JAKARTA, 28 janvier (Xinhua) -- La deuxième
conférence des Etats parties à la Convention des Nations Unies contre la
corruption à Bali, en Indonésie, a entamné ses travaux lundi à Bali,
en Indonésie.
S'adressant à plus d'un millier de participants, le
directeur exécutif de l'Office des Nations Unies contre la drogue et le
crime (ONUDC), Antonio Maria Costa, a encouragé les pays à
mesurer l'application de la Convention et à "neutraliser les trous noirs"
des administrations.
Il a insisté sur la nécessité, pour chaque pays, de
faire le point sur les avancées contre la corruption et dans la mise en
oeuvre de la Convention des Nations Unies contre la corruption.
Il a ensuite encouragé les Etats parties à faire
connaître les mesures nécessaires et leurs besoins, notamment techniques,
pour lesquels l'ONUDC pourrait être d'utilité.
Antonio Maria Costa a souligné l'importance
d'instaurer un mécanisme d'évaluation de la mise en oeuvre de la
Convention. Seize pays volontaires ont déjà lancé un programme pilote pour
évaluer les coûts et bénéfices d'un tel système d'examen. Le
directeur exécutif de l'ONUDC a indiqué qu'il se sentirait "déçu" si
les Etats parties n'adoptaient pas cette semaine un tel mécanisme.

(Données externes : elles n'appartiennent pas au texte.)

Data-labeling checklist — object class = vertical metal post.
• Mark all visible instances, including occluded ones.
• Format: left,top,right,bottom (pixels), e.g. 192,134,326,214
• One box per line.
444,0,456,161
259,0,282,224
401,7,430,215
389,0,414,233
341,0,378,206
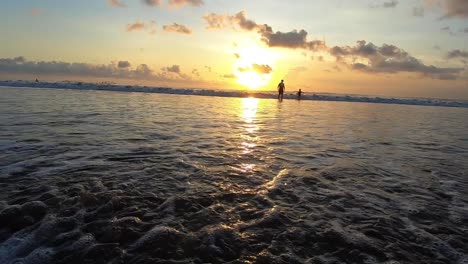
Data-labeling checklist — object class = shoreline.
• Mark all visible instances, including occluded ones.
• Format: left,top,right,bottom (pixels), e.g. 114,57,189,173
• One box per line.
0,81,468,108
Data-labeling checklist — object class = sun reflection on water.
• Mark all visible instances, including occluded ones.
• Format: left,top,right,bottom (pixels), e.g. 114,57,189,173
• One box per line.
240,98,259,172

La Convention des Nations Unies contre la
corruption est le premier et l'unique instrument mondial
anticorruption juridiquement contraignant. Elle a été adoptée par
l'Assemblée générale en octobre 2003 et est entrée en vigueur le 14
décembre 2005. Jusqu'ici, 140 Etats l'ont signée et 107 l'ont ratifiée
pour en devenir des États parties à part entière.